40, 800. Calculating the others sundry charges and expenses involved, ultimately the suit claim has been arrived at, on the part of the appellant, as it was found by the lower Court thereby and therefore the lower Court has arrived at the valid conclusion to decree the suit as prayed for. Therefore, points Nos. 3 and 4 are also answered against the appellant and in favour of the respondent.It should be mentioned that the lower Court has rightly decided to decree the suit in favour of the respondent deciding all the issues in favour of the plaintiff and against the appellant/defendant. The issues framed on the part of the lower Court and the appreciation of the evidence in the context of the facts and circumstances of the case are within the legal precincts and well within the expectations of law.
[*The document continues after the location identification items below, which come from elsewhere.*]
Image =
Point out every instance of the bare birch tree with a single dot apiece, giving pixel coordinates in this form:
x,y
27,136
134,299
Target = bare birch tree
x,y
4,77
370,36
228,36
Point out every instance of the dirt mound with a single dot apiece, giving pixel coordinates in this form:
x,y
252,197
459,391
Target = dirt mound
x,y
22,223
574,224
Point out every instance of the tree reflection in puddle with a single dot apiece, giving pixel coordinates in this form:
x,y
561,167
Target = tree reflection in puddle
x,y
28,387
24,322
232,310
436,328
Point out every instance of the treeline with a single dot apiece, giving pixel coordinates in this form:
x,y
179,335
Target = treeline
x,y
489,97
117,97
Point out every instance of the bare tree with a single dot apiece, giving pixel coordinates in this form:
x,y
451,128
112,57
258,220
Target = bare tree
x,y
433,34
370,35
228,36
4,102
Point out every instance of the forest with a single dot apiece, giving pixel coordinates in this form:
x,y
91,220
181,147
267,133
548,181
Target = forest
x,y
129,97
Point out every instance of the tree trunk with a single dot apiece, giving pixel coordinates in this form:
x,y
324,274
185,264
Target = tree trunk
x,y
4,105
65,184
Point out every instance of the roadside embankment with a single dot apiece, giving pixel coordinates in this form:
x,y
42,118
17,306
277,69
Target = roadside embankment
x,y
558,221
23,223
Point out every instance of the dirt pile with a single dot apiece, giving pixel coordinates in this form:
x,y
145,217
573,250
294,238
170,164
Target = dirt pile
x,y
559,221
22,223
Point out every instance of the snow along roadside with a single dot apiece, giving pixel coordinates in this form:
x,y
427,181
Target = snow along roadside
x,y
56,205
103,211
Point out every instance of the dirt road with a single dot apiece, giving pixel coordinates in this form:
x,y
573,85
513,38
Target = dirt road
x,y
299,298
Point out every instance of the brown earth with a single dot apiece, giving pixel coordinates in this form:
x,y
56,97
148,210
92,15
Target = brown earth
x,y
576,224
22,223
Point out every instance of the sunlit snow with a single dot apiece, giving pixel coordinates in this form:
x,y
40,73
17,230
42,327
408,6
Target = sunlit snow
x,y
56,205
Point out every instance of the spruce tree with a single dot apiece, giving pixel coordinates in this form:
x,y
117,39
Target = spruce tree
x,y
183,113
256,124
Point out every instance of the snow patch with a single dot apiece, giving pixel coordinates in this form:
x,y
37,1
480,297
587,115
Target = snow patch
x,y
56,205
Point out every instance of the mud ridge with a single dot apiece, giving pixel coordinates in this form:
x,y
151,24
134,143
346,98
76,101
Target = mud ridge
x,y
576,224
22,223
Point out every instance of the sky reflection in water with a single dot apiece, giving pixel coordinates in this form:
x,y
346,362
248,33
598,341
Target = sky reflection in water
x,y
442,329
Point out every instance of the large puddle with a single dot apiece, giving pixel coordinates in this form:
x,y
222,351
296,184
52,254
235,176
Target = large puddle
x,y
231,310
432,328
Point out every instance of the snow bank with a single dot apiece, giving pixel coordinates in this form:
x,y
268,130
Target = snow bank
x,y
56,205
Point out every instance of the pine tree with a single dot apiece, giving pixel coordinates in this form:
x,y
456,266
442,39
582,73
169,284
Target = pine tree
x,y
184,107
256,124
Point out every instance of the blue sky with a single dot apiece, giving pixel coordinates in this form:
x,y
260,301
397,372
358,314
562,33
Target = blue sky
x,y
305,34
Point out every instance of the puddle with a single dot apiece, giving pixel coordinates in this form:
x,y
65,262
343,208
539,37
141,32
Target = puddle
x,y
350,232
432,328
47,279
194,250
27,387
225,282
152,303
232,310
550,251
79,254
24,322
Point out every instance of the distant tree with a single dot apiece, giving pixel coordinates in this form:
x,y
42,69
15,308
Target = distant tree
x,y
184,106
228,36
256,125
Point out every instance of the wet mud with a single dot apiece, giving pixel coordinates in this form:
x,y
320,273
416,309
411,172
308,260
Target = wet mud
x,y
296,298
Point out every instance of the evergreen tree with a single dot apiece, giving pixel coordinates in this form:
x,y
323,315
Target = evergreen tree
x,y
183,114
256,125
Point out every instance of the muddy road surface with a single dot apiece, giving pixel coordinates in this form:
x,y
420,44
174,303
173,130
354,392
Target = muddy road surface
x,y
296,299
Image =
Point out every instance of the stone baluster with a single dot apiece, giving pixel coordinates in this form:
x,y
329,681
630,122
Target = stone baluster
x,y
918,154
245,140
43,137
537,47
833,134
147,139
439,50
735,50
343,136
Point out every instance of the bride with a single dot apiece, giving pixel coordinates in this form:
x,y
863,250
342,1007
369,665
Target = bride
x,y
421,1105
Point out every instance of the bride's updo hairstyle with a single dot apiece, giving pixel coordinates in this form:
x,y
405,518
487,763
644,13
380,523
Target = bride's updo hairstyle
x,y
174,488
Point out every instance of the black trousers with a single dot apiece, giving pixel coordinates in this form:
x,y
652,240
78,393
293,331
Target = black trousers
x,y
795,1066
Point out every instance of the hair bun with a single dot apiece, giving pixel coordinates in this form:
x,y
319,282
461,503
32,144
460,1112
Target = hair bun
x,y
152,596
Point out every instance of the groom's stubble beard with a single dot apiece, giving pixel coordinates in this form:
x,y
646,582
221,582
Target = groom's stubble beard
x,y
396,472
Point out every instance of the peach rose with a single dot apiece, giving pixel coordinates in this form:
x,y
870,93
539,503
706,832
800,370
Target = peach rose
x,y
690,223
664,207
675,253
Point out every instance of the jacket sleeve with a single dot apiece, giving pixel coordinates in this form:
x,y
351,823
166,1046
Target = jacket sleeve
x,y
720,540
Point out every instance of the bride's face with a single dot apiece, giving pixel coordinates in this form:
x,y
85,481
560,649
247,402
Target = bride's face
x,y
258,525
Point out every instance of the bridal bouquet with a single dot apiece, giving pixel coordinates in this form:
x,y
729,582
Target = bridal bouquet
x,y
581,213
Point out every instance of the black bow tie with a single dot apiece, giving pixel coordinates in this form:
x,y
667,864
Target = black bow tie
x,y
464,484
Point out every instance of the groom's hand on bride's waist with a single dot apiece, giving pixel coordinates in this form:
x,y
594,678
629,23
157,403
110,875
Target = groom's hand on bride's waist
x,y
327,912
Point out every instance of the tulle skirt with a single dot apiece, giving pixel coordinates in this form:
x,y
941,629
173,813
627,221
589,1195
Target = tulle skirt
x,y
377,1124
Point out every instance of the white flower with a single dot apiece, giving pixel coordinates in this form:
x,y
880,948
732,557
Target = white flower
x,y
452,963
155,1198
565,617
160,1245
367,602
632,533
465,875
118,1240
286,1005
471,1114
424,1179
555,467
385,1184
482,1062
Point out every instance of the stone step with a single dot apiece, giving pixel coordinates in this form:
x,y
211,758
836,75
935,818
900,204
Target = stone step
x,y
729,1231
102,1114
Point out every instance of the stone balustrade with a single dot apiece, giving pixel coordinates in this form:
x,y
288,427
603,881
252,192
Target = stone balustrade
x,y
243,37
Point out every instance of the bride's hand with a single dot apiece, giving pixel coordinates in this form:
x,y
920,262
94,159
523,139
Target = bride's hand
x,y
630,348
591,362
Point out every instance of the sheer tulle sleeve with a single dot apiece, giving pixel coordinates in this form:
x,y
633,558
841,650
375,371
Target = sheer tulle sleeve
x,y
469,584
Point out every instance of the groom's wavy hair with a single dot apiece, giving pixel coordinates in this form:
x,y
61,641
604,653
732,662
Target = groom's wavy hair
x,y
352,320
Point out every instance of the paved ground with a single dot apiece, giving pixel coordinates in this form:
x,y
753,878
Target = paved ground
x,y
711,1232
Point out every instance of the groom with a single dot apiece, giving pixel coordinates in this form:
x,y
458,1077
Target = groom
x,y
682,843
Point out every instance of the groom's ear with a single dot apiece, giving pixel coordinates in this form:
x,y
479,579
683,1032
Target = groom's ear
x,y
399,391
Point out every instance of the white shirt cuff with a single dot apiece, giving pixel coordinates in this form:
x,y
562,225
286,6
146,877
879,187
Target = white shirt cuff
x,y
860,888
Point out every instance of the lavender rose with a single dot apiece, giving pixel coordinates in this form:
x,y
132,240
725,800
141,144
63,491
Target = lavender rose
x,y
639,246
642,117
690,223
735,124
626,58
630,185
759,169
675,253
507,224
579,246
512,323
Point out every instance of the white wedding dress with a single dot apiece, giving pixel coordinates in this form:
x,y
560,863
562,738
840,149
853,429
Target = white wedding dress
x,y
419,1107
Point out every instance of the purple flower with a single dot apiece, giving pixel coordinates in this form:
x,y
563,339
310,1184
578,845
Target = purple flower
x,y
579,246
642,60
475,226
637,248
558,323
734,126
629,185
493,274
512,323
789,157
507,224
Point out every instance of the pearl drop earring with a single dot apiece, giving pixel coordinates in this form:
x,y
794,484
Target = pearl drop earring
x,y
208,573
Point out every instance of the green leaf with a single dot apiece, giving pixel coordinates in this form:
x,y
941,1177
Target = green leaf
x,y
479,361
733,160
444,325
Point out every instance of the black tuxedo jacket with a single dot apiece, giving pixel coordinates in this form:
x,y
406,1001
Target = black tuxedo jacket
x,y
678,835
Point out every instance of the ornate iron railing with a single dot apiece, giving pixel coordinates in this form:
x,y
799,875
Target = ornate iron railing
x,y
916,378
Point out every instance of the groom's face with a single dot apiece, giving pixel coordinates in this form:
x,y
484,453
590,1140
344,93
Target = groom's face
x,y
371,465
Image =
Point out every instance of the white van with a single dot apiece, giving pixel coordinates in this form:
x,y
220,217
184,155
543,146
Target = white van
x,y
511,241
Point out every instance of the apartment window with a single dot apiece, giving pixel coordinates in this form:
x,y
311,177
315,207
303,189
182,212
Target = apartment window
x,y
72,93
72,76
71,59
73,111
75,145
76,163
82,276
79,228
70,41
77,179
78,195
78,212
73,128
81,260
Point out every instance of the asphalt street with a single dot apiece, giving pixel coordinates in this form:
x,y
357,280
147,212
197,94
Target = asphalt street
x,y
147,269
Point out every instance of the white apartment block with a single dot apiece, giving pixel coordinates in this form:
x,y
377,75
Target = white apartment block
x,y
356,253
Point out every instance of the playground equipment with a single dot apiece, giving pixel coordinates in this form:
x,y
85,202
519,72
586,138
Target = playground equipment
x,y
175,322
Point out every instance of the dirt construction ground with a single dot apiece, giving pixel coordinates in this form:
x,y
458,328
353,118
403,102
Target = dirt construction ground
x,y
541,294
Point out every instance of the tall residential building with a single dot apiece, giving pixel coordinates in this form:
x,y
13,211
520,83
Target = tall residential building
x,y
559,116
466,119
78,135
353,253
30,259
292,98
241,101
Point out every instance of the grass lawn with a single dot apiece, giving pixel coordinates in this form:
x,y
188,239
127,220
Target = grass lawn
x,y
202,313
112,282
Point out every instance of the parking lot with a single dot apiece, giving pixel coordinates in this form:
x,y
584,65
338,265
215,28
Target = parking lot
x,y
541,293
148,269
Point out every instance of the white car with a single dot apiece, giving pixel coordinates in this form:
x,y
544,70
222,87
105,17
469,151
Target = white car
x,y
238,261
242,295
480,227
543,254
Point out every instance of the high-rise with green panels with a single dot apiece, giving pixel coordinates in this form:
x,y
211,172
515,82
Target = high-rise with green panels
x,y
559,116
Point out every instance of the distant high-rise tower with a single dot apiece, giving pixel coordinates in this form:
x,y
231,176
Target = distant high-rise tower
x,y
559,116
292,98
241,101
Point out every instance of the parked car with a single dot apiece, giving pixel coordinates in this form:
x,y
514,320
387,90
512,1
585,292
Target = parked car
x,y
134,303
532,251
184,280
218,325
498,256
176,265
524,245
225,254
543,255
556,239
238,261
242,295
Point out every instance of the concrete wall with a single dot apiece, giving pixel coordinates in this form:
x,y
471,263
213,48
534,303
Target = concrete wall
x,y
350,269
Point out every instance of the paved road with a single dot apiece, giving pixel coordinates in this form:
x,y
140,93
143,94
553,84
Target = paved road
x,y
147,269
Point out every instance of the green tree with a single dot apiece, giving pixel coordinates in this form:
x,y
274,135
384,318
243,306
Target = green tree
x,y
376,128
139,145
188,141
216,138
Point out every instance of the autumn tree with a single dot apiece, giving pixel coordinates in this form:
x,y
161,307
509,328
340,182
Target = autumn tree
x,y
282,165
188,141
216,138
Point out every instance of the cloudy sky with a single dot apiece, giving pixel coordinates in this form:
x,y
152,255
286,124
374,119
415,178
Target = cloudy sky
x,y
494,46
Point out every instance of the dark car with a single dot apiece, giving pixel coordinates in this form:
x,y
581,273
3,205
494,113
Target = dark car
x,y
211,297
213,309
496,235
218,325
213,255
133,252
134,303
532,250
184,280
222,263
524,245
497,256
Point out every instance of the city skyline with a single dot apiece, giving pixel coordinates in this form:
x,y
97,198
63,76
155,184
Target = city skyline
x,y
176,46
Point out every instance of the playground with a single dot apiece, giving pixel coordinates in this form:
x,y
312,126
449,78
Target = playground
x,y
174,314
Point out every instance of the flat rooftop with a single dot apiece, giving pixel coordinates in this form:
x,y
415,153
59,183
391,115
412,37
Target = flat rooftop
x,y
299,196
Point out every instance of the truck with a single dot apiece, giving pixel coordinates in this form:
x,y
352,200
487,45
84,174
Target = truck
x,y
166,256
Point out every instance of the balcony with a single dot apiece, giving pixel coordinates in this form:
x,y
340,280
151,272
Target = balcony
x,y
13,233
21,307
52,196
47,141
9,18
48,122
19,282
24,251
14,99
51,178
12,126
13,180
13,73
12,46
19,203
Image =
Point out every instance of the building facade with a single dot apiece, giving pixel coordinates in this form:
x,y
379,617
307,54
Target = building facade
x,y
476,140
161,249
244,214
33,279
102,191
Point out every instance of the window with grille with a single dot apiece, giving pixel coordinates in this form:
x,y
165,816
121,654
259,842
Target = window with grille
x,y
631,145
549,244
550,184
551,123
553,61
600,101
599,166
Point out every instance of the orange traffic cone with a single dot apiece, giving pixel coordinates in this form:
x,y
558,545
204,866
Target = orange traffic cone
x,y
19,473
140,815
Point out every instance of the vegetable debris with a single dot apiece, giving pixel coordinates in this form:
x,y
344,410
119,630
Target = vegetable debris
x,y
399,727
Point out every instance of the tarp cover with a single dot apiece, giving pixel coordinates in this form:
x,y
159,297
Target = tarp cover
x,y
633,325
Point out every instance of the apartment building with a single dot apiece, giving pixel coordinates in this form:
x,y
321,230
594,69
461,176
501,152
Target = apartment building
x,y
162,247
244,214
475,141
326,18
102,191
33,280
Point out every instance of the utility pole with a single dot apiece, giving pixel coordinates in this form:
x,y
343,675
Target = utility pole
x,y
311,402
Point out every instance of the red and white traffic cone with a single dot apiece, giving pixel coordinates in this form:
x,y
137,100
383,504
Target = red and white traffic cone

No serious infirmities or inconsistencies could be found in the entire judgment delivered by the lower Court, nor the judgment and decree as passed by the lower Court suffer from any patent errors of law or perversity in approach so as to warrant interference by this Court into the same as it is prayed on the part of the appellant. This Court does not find any valid or tangible reason to cause its interference into the well considered and well merited judgment of the lower Court. In result, the above appeal suit is without merit and the same is dismissed. The judgment and decree dated 23.1.1986 made in O.S. No. 157 of 1984 by the Court of District Judge. Nilgiris at Uthagamandalam is confirmed. However, in the circumstances of the case, there shall be no order as to costs.